"Team Alivia" strives to preserve memory of St Jude patient

By Chad Weber

July 21, 2013 Updated Jul 22, 2013 at 11:08 AM CDT

BLOOMINGTON, Ill. -- Complete strangers becoming best friends is something you often hear from those involved with St. Jude.

Sunday, a group of those now tightly knit friends gathered to preserve the memory of the little girl that brought them all together.

"Basically told us at that point that she was going to die," said Amanda Gibson, mother of Alivia.

Alivia Gibson was almost three years old and given only weeks to live.

She was diagnosed with a rare brain tumor called DIPG.

After visiting the St. Jude Children's Research Hospital in Peoria, she was referred to Memphis for radiation treatment.

"The tumor shrunk by 40%," said Gibson. "We got 10 wonderful months with her and very very thankful so now its our turn to give back."

Alivia passed away 8 months ago, but her memory lives on today, thanks to "Team Alivia" a St. Jude run team started by a complete stranger at the time.
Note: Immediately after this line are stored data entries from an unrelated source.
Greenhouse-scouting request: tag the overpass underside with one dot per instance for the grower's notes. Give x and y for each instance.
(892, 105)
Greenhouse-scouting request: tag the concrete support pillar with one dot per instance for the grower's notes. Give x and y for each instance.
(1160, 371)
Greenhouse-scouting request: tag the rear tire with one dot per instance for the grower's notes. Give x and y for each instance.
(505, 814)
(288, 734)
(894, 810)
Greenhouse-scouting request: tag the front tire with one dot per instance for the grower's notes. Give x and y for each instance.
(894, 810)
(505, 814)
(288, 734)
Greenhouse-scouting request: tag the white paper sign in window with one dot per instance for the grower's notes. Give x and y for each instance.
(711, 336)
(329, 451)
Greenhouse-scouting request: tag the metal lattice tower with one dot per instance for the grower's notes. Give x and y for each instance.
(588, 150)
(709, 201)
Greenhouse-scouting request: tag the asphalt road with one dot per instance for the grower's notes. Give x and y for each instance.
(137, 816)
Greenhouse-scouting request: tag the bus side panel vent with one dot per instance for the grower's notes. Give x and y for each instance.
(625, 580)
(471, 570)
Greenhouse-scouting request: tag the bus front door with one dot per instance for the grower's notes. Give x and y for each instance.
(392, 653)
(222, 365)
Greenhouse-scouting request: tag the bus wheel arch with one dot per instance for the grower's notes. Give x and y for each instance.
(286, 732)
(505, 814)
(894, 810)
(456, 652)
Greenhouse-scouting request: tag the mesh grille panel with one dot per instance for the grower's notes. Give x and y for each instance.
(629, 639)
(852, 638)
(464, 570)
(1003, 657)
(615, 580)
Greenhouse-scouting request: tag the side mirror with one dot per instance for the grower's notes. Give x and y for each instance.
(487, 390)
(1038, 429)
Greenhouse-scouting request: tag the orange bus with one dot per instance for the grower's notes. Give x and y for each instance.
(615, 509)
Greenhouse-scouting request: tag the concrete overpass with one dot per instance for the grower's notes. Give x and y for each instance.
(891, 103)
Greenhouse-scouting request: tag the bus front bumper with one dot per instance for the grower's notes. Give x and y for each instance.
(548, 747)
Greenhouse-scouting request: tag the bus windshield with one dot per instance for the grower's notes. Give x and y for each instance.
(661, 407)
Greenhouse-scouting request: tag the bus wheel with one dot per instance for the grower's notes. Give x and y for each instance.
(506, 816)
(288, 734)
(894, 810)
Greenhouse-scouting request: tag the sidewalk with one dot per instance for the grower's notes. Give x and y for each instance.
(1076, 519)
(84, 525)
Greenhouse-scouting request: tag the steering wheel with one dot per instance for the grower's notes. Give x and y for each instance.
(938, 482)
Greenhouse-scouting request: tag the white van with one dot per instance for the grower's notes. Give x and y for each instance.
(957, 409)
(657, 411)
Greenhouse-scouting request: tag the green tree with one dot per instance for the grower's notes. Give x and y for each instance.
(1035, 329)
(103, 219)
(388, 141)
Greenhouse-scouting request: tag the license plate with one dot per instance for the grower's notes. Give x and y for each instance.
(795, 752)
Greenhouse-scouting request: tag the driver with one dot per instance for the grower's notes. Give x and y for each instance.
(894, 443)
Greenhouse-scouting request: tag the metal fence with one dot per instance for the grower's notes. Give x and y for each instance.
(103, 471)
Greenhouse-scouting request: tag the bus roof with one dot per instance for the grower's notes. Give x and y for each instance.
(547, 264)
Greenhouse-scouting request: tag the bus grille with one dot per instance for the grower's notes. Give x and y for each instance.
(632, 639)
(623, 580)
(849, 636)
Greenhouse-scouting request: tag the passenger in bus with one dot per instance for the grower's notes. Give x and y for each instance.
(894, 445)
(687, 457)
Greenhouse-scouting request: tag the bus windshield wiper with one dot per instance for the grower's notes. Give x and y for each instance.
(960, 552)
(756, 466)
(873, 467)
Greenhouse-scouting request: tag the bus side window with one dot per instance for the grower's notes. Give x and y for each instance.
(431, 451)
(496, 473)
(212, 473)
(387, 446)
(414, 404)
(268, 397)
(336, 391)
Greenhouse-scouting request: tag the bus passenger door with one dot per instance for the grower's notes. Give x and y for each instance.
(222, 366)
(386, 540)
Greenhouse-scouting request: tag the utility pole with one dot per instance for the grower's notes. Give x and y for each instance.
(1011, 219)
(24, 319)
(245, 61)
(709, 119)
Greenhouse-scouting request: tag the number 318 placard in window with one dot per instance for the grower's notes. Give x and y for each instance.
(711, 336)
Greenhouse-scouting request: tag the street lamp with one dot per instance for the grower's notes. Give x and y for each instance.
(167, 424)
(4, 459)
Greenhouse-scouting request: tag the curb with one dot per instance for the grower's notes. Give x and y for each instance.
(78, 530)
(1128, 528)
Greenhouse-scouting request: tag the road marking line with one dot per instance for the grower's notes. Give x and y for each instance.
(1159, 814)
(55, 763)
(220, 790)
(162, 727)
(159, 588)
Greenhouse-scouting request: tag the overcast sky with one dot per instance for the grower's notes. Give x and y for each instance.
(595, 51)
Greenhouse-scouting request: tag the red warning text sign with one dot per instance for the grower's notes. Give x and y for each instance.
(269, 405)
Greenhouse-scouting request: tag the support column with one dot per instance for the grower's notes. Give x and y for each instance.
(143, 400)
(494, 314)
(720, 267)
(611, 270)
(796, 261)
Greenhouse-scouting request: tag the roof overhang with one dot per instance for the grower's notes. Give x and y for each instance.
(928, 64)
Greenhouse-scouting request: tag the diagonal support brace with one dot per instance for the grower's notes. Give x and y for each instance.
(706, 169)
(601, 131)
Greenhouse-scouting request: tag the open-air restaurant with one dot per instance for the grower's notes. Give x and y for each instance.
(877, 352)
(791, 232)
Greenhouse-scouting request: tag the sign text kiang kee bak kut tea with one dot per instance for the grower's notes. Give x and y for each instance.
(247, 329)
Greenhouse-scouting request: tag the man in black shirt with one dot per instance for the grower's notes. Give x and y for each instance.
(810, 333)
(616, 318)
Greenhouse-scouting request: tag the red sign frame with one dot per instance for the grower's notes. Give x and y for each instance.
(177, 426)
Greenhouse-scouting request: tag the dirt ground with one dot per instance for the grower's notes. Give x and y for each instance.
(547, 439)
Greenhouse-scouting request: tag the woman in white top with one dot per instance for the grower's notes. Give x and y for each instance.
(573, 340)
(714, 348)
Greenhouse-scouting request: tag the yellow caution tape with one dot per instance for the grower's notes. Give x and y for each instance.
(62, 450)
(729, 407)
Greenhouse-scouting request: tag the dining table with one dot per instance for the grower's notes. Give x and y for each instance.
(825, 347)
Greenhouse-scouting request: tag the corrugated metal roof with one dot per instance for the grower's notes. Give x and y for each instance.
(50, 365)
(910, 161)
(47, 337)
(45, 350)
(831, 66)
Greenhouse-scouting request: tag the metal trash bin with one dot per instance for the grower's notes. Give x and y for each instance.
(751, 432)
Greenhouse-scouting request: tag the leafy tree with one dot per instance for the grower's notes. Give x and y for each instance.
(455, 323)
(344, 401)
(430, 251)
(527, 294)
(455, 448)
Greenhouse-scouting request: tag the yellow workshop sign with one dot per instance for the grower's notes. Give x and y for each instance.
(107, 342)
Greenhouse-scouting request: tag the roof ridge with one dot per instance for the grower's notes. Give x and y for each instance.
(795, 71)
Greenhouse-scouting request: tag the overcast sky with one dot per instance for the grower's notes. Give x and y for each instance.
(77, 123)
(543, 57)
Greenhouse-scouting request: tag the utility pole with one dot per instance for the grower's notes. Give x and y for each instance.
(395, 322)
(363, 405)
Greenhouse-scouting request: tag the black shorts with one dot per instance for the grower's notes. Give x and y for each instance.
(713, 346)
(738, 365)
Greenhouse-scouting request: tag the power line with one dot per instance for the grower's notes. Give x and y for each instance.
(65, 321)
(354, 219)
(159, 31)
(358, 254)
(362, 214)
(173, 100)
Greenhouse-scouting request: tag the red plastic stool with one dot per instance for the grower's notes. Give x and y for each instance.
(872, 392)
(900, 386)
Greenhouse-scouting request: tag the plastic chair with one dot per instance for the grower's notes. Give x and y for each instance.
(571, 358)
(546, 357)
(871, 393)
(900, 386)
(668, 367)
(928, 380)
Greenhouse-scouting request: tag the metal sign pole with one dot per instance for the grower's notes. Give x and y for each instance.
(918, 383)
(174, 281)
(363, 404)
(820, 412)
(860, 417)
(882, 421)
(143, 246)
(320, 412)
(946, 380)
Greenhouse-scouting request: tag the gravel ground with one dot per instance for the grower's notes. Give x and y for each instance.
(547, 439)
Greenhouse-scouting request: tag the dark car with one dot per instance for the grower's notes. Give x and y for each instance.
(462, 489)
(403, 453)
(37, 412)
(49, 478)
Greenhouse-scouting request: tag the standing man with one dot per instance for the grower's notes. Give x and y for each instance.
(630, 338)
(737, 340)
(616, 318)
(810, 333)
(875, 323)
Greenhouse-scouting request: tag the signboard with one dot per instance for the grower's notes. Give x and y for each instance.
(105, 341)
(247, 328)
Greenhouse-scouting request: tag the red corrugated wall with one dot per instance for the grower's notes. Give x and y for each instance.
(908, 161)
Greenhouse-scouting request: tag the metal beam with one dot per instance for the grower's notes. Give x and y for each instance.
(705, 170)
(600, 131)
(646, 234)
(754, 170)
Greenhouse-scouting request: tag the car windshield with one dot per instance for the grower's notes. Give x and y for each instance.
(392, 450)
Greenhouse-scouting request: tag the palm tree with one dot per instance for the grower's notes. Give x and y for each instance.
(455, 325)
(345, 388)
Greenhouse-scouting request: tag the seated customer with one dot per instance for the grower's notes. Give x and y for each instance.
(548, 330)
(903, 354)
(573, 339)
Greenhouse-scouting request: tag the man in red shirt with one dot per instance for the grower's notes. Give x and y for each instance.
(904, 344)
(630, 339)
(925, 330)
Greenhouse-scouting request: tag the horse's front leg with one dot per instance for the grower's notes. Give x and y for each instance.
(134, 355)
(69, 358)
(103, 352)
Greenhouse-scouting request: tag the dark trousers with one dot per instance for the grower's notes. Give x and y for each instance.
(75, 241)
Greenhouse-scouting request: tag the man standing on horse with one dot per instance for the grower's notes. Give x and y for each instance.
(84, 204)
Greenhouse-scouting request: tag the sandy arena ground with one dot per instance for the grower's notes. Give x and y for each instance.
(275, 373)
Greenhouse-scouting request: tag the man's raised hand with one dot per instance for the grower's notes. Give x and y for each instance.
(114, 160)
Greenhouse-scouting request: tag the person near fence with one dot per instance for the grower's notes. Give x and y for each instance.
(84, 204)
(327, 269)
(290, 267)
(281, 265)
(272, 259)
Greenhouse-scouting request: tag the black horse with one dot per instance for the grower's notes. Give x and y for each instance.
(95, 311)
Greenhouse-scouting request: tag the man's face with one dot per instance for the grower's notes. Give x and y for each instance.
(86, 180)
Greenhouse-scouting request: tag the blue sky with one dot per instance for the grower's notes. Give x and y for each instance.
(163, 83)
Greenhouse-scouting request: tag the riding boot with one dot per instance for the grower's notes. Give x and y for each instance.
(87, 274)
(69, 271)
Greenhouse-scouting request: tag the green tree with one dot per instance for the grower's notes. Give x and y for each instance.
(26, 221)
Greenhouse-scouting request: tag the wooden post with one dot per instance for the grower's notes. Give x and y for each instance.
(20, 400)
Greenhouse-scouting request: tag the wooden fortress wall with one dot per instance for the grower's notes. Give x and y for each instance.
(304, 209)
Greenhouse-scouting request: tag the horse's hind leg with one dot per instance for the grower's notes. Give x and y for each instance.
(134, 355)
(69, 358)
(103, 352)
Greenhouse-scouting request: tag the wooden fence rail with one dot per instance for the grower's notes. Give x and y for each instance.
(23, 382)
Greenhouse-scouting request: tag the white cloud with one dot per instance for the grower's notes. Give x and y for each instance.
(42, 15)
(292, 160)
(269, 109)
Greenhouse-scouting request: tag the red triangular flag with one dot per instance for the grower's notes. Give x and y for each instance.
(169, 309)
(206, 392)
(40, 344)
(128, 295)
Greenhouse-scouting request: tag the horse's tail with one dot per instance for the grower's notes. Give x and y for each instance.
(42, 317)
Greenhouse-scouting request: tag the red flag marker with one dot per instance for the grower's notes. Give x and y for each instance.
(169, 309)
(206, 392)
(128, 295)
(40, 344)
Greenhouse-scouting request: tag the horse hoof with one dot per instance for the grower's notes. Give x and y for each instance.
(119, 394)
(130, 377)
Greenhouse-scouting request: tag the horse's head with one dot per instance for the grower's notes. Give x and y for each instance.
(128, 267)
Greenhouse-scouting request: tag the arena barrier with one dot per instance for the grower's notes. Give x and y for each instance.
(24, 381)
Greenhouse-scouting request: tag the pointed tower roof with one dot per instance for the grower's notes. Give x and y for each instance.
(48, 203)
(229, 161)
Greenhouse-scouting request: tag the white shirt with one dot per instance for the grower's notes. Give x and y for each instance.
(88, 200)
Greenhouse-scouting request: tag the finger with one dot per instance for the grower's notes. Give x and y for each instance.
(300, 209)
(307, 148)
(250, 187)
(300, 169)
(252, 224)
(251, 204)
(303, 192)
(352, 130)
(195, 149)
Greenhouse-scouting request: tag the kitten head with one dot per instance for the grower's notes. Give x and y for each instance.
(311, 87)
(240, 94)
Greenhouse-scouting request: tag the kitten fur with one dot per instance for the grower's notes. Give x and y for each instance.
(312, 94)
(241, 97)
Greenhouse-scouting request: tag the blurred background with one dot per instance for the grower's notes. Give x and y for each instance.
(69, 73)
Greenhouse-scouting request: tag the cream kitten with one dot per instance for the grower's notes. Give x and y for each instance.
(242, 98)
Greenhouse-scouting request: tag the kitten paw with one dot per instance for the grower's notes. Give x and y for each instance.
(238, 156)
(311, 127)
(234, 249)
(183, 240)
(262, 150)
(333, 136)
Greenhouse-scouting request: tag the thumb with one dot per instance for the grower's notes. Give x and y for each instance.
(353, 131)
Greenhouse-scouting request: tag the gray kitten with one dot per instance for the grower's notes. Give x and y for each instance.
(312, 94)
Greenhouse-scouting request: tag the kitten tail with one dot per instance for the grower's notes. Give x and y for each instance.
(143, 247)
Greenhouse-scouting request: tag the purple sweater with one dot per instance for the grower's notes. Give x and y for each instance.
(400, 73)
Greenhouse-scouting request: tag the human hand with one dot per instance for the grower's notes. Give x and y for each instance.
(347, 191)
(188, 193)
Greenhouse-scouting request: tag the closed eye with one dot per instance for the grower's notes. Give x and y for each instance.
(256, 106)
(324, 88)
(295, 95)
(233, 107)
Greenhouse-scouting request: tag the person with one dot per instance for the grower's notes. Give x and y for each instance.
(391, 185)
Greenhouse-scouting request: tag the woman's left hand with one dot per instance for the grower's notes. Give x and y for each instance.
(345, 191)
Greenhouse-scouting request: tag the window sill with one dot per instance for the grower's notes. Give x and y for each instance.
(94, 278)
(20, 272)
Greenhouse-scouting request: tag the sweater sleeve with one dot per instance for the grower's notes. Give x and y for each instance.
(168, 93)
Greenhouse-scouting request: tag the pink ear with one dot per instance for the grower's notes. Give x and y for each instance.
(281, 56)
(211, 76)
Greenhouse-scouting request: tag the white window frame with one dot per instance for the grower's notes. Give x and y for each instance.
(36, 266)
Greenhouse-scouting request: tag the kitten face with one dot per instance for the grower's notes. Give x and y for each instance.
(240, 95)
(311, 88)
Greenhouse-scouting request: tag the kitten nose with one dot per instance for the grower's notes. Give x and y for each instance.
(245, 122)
"I was following Alivia's story on Facebook," said Ashely Andryzak, founder of 'Team Alivia', "and I contacted her mother Amanda and we became pretty much instantly best friends and we followed her story to the end."

Ashley Andryzak lost her Mother to cancer in 2011 and vowed with her sisters to do some type of cancer research fundraising every year.

"We're all in it together," said Andryzak."We're all in it for one thing."

Ashely and her team must raise $12,000 dollars.

That's why everyone gathered at Zoup! in Bloomington Sunday to help reach that goal.

"I've never felt so loved by complete strangers," said Gibson.

One of those strangers is a family friend to Andryzak, Zoup! owner Todd Ashley.

He's donating 100% of the days profits toward "Team Alivia."

"It's a loss for the day as far as dollars go," said Ashley, "but it is not a loss to us to be able to give back by any means. To us, that's a gain."

This is the second year Team Alivia will run for St. Jude, but this year the little girl that brought them all together won't be waiting at the finish line.

"This year will be quite difficult without her at the end," said Andryzak.

For all those involved in St. Jude the goal remains the same.

"Someday hear those words," said Gibson. "There is a cure. That's what this does for me."